1. Incentive o bom relacionamento
Bons relacionamentos cultivam confiança e espírito de equipe. E estes são dois importantes ingredientes para o crescimento e a manutenção da resiliência em qualquer ambiente. Aceitar e dar ajuda, ouvir conselhos, fomentar a solidariedade e acreditar que a positividade vence os sentimentos negativos só fortalecem a construção da resiliência.

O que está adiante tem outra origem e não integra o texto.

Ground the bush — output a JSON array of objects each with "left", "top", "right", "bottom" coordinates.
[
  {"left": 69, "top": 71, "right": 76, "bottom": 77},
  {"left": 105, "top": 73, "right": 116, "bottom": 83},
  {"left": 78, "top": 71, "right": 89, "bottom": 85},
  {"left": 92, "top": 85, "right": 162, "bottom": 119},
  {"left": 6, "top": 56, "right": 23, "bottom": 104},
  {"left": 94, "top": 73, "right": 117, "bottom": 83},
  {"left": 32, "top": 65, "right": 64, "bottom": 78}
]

2. Evite encarar as crises como problemas insuperáveis
Os eventos desfavoráveis e altamente estressantes podem ser vencidos. Mas isto depende de como eles são encarados, interpretados, respondidos e gerenciados. Na verdade, deve-se buscar olhá-los além do momento crítico, a fim de se enxergar as saídas possíveis, as permitidas, as necessárias e as que têm tudo para dar certo, auxiliando-nos a superar as dificuldades presentes e já iniciando a construção de um futuro mais promissor. Há um pensamento popular que diz: “Enquanto há vida há esperança”. É um bom lema para não se desistir nunca.

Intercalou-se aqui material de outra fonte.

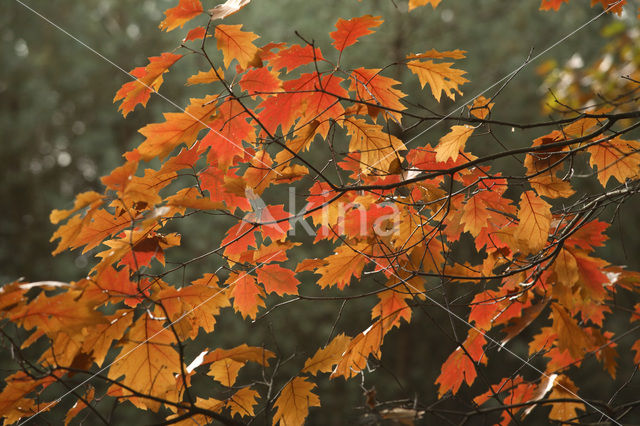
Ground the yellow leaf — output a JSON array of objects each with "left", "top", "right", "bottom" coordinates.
[
  {"left": 227, "top": 388, "right": 260, "bottom": 417},
  {"left": 209, "top": 0, "right": 251, "bottom": 20},
  {"left": 109, "top": 314, "right": 180, "bottom": 411},
  {"left": 587, "top": 137, "right": 640, "bottom": 186},
  {"left": 549, "top": 376, "right": 586, "bottom": 422},
  {"left": 215, "top": 24, "right": 258, "bottom": 69},
  {"left": 302, "top": 334, "right": 351, "bottom": 375},
  {"left": 138, "top": 95, "right": 217, "bottom": 161},
  {"left": 331, "top": 313, "right": 399, "bottom": 379},
  {"left": 273, "top": 377, "right": 320, "bottom": 426},
  {"left": 436, "top": 125, "right": 475, "bottom": 163},
  {"left": 187, "top": 68, "right": 224, "bottom": 86},
  {"left": 409, "top": 0, "right": 442, "bottom": 11},
  {"left": 209, "top": 358, "right": 245, "bottom": 388},
  {"left": 514, "top": 191, "right": 551, "bottom": 252},
  {"left": 407, "top": 61, "right": 469, "bottom": 102},
  {"left": 344, "top": 118, "right": 405, "bottom": 171}
]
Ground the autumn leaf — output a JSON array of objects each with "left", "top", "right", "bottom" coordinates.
[
  {"left": 344, "top": 118, "right": 405, "bottom": 170},
  {"left": 436, "top": 329, "right": 487, "bottom": 397},
  {"left": 331, "top": 313, "right": 399, "bottom": 379},
  {"left": 349, "top": 68, "right": 407, "bottom": 121},
  {"left": 160, "top": 0, "right": 203, "bottom": 31},
  {"left": 587, "top": 137, "right": 640, "bottom": 187},
  {"left": 329, "top": 15, "right": 383, "bottom": 52},
  {"left": 238, "top": 67, "right": 282, "bottom": 98},
  {"left": 407, "top": 60, "right": 469, "bottom": 102},
  {"left": 226, "top": 387, "right": 260, "bottom": 417},
  {"left": 551, "top": 303, "right": 590, "bottom": 358},
  {"left": 461, "top": 195, "right": 489, "bottom": 237},
  {"left": 256, "top": 265, "right": 300, "bottom": 296},
  {"left": 302, "top": 334, "right": 351, "bottom": 375},
  {"left": 64, "top": 387, "right": 95, "bottom": 426},
  {"left": 540, "top": 0, "right": 569, "bottom": 10},
  {"left": 316, "top": 246, "right": 369, "bottom": 289},
  {"left": 514, "top": 191, "right": 551, "bottom": 252},
  {"left": 186, "top": 68, "right": 224, "bottom": 86},
  {"left": 228, "top": 272, "right": 264, "bottom": 319},
  {"left": 138, "top": 96, "right": 217, "bottom": 161},
  {"left": 209, "top": 0, "right": 251, "bottom": 20},
  {"left": 436, "top": 125, "right": 475, "bottom": 162},
  {"left": 113, "top": 53, "right": 182, "bottom": 117},
  {"left": 409, "top": 0, "right": 442, "bottom": 11},
  {"left": 467, "top": 96, "right": 495, "bottom": 120},
  {"left": 549, "top": 375, "right": 586, "bottom": 421},
  {"left": 269, "top": 44, "right": 324, "bottom": 73},
  {"left": 273, "top": 377, "right": 320, "bottom": 426},
  {"left": 109, "top": 314, "right": 180, "bottom": 411},
  {"left": 215, "top": 24, "right": 258, "bottom": 69}
]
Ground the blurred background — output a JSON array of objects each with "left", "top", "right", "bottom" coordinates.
[{"left": 0, "top": 0, "right": 640, "bottom": 424}]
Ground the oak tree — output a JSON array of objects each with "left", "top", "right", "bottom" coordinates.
[{"left": 0, "top": 0, "right": 640, "bottom": 425}]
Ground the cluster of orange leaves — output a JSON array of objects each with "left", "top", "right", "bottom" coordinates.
[{"left": 0, "top": 0, "right": 640, "bottom": 425}]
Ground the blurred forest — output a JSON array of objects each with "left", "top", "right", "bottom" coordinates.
[{"left": 0, "top": 0, "right": 640, "bottom": 424}]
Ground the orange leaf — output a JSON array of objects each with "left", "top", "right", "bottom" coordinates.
[
  {"left": 239, "top": 67, "right": 282, "bottom": 98},
  {"left": 462, "top": 195, "right": 489, "bottom": 237},
  {"left": 302, "top": 334, "right": 351, "bottom": 375},
  {"left": 514, "top": 191, "right": 551, "bottom": 252},
  {"left": 269, "top": 44, "right": 324, "bottom": 73},
  {"left": 349, "top": 68, "right": 407, "bottom": 121},
  {"left": 228, "top": 272, "right": 264, "bottom": 319},
  {"left": 256, "top": 265, "right": 300, "bottom": 296},
  {"left": 331, "top": 313, "right": 398, "bottom": 379},
  {"left": 549, "top": 375, "right": 586, "bottom": 422},
  {"left": 209, "top": 0, "right": 251, "bottom": 20},
  {"left": 587, "top": 137, "right": 640, "bottom": 187},
  {"left": 436, "top": 125, "right": 475, "bottom": 162},
  {"left": 160, "top": 0, "right": 203, "bottom": 31},
  {"left": 109, "top": 314, "right": 180, "bottom": 411},
  {"left": 316, "top": 245, "right": 369, "bottom": 290},
  {"left": 138, "top": 95, "right": 216, "bottom": 161},
  {"left": 344, "top": 118, "right": 406, "bottom": 171},
  {"left": 329, "top": 15, "right": 383, "bottom": 52},
  {"left": 227, "top": 388, "right": 260, "bottom": 417},
  {"left": 409, "top": 0, "right": 442, "bottom": 11},
  {"left": 551, "top": 303, "right": 590, "bottom": 359},
  {"left": 113, "top": 53, "right": 182, "bottom": 117},
  {"left": 436, "top": 329, "right": 487, "bottom": 397},
  {"left": 273, "top": 377, "right": 320, "bottom": 426},
  {"left": 215, "top": 24, "right": 258, "bottom": 69},
  {"left": 540, "top": 0, "right": 569, "bottom": 10},
  {"left": 407, "top": 61, "right": 469, "bottom": 102},
  {"left": 186, "top": 68, "right": 224, "bottom": 86}
]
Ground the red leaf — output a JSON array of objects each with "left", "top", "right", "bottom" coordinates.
[
  {"left": 329, "top": 15, "right": 383, "bottom": 52},
  {"left": 436, "top": 329, "right": 487, "bottom": 397},
  {"left": 160, "top": 0, "right": 203, "bottom": 31},
  {"left": 269, "top": 44, "right": 324, "bottom": 73},
  {"left": 256, "top": 265, "right": 300, "bottom": 296}
]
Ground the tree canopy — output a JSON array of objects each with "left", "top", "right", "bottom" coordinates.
[{"left": 0, "top": 0, "right": 640, "bottom": 425}]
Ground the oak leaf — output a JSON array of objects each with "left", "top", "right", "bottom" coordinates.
[
  {"left": 160, "top": 0, "right": 204, "bottom": 31},
  {"left": 436, "top": 125, "right": 475, "bottom": 162},
  {"left": 587, "top": 137, "right": 640, "bottom": 187},
  {"left": 409, "top": 0, "right": 442, "bottom": 11},
  {"left": 215, "top": 24, "right": 258, "bottom": 69},
  {"left": 209, "top": 0, "right": 251, "bottom": 20},
  {"left": 256, "top": 265, "right": 300, "bottom": 296},
  {"left": 273, "top": 377, "right": 320, "bottom": 426},
  {"left": 113, "top": 52, "right": 182, "bottom": 117},
  {"left": 302, "top": 334, "right": 351, "bottom": 375},
  {"left": 329, "top": 15, "right": 383, "bottom": 52},
  {"left": 514, "top": 191, "right": 551, "bottom": 252},
  {"left": 407, "top": 60, "right": 469, "bottom": 102}
]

3. Aceite as mudanças e as adversidades como coisas naturais da vida
Poucas situações têm resultados ou conseqüências tão rápidas no cotidiano das pessoas ou empresas quanto os momentos adversos. Aceitá-los como circunstâncias naturais da vida humana e do cotidiano das empresas pode facilitar no seu enfrentamento de maneira resiliente e equilibrada. No fundo, adversidades podem representar o fim ou o início de ciclos, os quais normalmente provocam mudanças, às vezes bem profundas.

4. Mova-se, sempre, na direção das soluções e dos objetivos principais
Trace e desenvolva soluções e objetivos factíveis. Aja com regularidade na execução de tarefas que o levem ao encontro das soluções dos seus problemas e da conquista dos seus objetivos. Ao invés de manter o foco nas tarefas, considere-as o melhor meio para atingir resultados mais promissores.

5. Tome ações decisivas
Aja com decisão sobre as causas das situações desfavoráveis. Tome e assuma decisões, sempre com o objetivo maior de conquistar dias melhores para você ou para a sua empresa, mesmo que sejam consideradas momentaneamente incômodas. Mas nunca deixe de caminha para frente, ao encontro de soluções factíveis para os seus problemas.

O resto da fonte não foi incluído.